Paschimottanasana, the counter asana for urdhva dhanurasana


Usually we move in and out of an asana, which is more or less a dynamic movement, the vinyasa. There is the asana itself. After each asana it’s recommended to practice a counter asana.

The series of Ashtanga yoga have this sturcture.

A balanced yoga class choreography is built the same way.

After a twist to the right side follows a twist to the left side. After a back bending asana follows a slight forward bending asana and the other way round. When doing inversions, it’s good to practice child’s pose afterwards.

In Ashtanga yoga after urdhva dhanurasana comes pashimottanasana, this deep forward bending asana. At once.

For me it always hurt at the lower back when I had to get so quickly into that asana. To get straight from a deep back bending asana to a deep forward bending asana was painful in an unhealthy way. Perhaps I’ve prepared my socrialiac joint issues with this aggressive counter pose.

Lately I went to Sivananda yoga classes. They also practice urdhva dhanurasana in every yoga class. After urdhva dhanurasana one lies on the back with bent legs, so that the back can relax. It’s a soft counter pose. Usually my body is very soon ready for deeper forward bending asanas, yet to go straight and with one breath into that deep forward folding pose felt never good.

When I go straight from urdhva dhanursana to paschimottanasana I do it very very slowly these days. I take all the time that is needed so that it feels good.

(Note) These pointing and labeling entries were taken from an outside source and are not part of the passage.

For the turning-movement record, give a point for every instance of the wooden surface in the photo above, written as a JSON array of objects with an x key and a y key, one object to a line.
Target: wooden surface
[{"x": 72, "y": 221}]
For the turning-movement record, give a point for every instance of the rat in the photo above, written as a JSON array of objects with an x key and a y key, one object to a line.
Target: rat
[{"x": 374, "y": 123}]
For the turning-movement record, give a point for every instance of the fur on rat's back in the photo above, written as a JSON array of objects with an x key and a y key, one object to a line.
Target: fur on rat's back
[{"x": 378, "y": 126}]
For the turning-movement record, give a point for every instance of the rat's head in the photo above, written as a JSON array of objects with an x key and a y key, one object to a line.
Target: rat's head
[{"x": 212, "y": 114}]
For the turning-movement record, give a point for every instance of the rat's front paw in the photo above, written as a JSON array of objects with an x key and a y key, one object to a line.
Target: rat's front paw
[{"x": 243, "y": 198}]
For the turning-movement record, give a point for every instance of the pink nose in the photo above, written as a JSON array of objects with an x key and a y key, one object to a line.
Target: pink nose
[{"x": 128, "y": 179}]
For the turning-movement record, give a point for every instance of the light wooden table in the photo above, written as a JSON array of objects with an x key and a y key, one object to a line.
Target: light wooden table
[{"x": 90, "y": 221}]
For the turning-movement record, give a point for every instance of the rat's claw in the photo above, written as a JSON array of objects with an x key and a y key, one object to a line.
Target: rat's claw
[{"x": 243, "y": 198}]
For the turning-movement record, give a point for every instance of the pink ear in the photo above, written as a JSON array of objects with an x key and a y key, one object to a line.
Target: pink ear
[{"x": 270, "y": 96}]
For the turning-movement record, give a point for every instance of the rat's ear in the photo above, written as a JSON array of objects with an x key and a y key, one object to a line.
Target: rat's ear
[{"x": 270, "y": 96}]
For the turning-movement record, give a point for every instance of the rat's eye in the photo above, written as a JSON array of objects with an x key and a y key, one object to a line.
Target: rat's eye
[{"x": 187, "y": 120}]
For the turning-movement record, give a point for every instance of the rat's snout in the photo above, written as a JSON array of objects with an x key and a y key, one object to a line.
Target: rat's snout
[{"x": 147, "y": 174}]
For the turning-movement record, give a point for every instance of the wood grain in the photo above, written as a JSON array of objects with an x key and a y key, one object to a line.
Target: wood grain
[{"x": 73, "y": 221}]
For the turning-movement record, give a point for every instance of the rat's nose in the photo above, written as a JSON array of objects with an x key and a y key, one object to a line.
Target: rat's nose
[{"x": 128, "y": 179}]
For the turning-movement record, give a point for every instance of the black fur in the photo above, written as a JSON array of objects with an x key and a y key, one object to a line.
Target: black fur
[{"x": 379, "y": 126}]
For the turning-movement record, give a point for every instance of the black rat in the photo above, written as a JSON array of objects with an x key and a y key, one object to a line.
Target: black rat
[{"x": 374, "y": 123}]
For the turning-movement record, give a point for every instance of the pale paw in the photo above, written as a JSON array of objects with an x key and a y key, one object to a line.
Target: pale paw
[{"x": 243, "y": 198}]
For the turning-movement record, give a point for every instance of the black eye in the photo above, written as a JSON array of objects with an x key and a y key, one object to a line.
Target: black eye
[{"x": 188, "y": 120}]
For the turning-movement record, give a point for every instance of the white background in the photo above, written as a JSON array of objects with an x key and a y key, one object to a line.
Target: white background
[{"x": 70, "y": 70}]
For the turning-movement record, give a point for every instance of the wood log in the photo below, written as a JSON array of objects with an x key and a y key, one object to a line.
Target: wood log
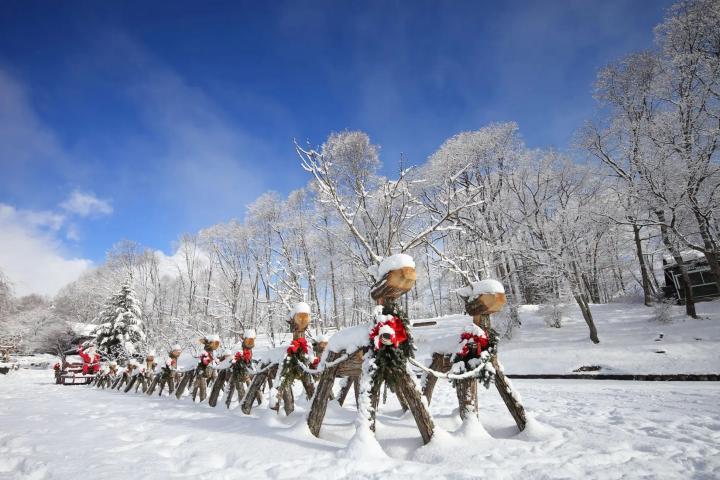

First I sit with straight legs on the floor. After a while I move the upper body forward.

These days I listen much more to my body. I take my time, always. Nothing worse than back injuries. At home I can adjust my practice.

The pictures show counter asanas that I love to practice after urdhva dhanurasana. They serve the same purpose than paschimottanasana that is to balance the body, but they are much softer. Why not adding several counter asanas before paschimottanasana? Sometimes I do this. It’s relaxing for the back.